Romanian kickboxer (born 1977)

Cabral Neculai Ibacka Zabana (/ro/), popularly known as just Cabral (born 4 October 1977) is a Romanian television personality, actor, philanthropist, Tae Bo coach, and 1994 European vice-champion at kick-boxing.

==Career==
Born in Bucharest, Cabral started training in kickboxing and Muay Thai at age 6. By the age of 23, he had won several titles. A graduate of the Ecological University of Bucharest, Faculty of Sports, Cabral is also known as one of the first promoters of Tae Bo in Romania (after 1997).

Cabral started his television career in 1998 as a host for various shows (Antena 1 and Prima TV after 1999).

In 2000, Cabral moved to Acasă TV, a TV station owned by MediaPro, which opened the door for acting in the movies and series produced by the consortium's production company, MediaPro Pictures. His most notable role came in 2005, when he played Inspector Eduard Bălan in the Romanian hit miniseries Băieți buni. Since then, he starred in several soap-operas.
He also made appearances in cinema (in 1996, for the French Je ne marcherais jamais seul!, and in 2007 in Catacombs).

At the same time, Cabral has been active in charity as well. He has worked on several social campaigns with the Ovidiu Rom Association, HHC Romania, Hospice Casa Speranței, and also with his own organization, "Zâmbet și Suflet".

==Personal life==
Cabral's father is a native of the Republic of the Congo who graduated from the University of Bucharest to become Health Minister in Congo-Brazzaville.

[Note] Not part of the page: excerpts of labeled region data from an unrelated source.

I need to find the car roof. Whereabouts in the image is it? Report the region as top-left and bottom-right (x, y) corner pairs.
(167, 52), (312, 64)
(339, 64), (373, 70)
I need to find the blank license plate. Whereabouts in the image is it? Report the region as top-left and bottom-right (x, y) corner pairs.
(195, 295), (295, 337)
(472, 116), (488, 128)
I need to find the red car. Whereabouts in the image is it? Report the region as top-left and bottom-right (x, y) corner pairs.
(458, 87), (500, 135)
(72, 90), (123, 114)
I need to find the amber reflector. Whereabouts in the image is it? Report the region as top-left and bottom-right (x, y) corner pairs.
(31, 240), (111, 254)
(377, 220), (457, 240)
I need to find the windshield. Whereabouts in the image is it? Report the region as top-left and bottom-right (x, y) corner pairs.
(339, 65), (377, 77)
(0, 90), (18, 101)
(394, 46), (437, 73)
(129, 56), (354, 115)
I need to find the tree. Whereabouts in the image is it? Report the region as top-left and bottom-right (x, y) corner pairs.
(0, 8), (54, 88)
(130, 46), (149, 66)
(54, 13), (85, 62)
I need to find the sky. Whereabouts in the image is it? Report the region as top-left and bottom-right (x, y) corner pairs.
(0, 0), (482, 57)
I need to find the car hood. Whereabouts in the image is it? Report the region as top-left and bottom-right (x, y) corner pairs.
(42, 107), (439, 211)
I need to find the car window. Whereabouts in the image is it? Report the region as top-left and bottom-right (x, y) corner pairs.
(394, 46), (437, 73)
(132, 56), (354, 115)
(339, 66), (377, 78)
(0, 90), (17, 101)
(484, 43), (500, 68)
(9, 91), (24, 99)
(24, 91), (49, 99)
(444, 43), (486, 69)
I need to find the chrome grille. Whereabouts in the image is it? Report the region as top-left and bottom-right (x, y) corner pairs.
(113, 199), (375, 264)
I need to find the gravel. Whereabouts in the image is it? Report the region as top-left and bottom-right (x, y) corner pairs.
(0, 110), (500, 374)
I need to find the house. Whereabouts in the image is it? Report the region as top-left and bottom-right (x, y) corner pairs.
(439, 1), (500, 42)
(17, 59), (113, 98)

Cabral has been married twice. His first marriage was to Luana Mitran from 2000 until 2006. They have one daughter, Inoke, born in 2002. His current marriage is to actress Andreea Pătrașcu, whom he married in 2011. As of December 5, 2018, Andreea and Cabral have a daughter. On May 20, 2021, they announced they were expecting their second child together, due in fall 2021; the child, a son, was born in October 2021.

Cabral is related to the NBA basketball player Serge Ibaka.